KONTEKS.CO.ID - Pemerintah Indonesia dengan kepemimpinan Presiden Prabowo Subianto, telah menetapkan agenda hilirisasi sebagai pilar utama transformasi ekonomi nasional.
Pembentukan Satuan Tugas Percepatan Hilirisasi dan Ketahanan Energi Nasional melalui Keputusan Presiden Nomor 1 Tahun 2025 menegaskan komitmen untuk memperkuat industri pengolahan dalam negeri dan meningkatkan nilai tambah komoditas lokal.
Direktur Eksekutif TERAS Institute, Eduard B Hutagalung, menyampaikan bahwa sektor tambang masih menjadi fokus utama hilirisasi.

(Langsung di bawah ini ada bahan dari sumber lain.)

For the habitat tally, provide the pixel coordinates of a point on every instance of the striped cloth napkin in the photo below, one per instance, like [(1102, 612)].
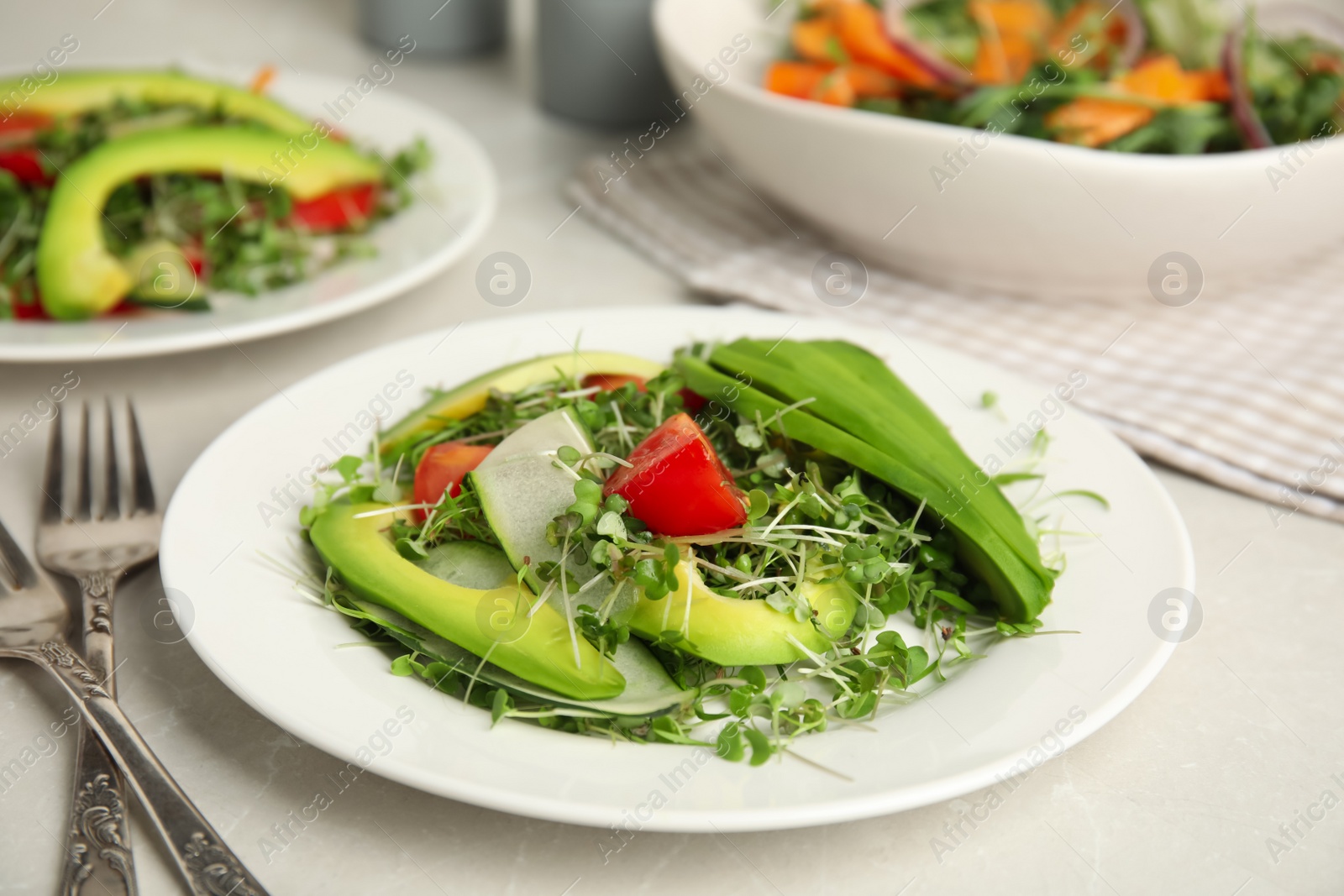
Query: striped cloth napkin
[(1243, 389)]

Padahal, potensi sektor non-tambang seperti pertanian, perkebunan, kelautan, dan perikanan tetap memiliki peran strategis dalam mendukung pertumbuhan ekonomi yang lebih inklusif dan merata di seluruh wilayah Indonesia.
“Sektor non-tambang menjadi fondasi transformasi ekonomi Indonesia, dengan mengolah komoditas strategis lokal seperti kakao, karet, ikan dan kelapa menjadi produk setengah jadi atau jadi yang bernilai tinggi,” ujar Eduard B Hutagalung dalam keterangan pada Selasa, 13 Mei 2025.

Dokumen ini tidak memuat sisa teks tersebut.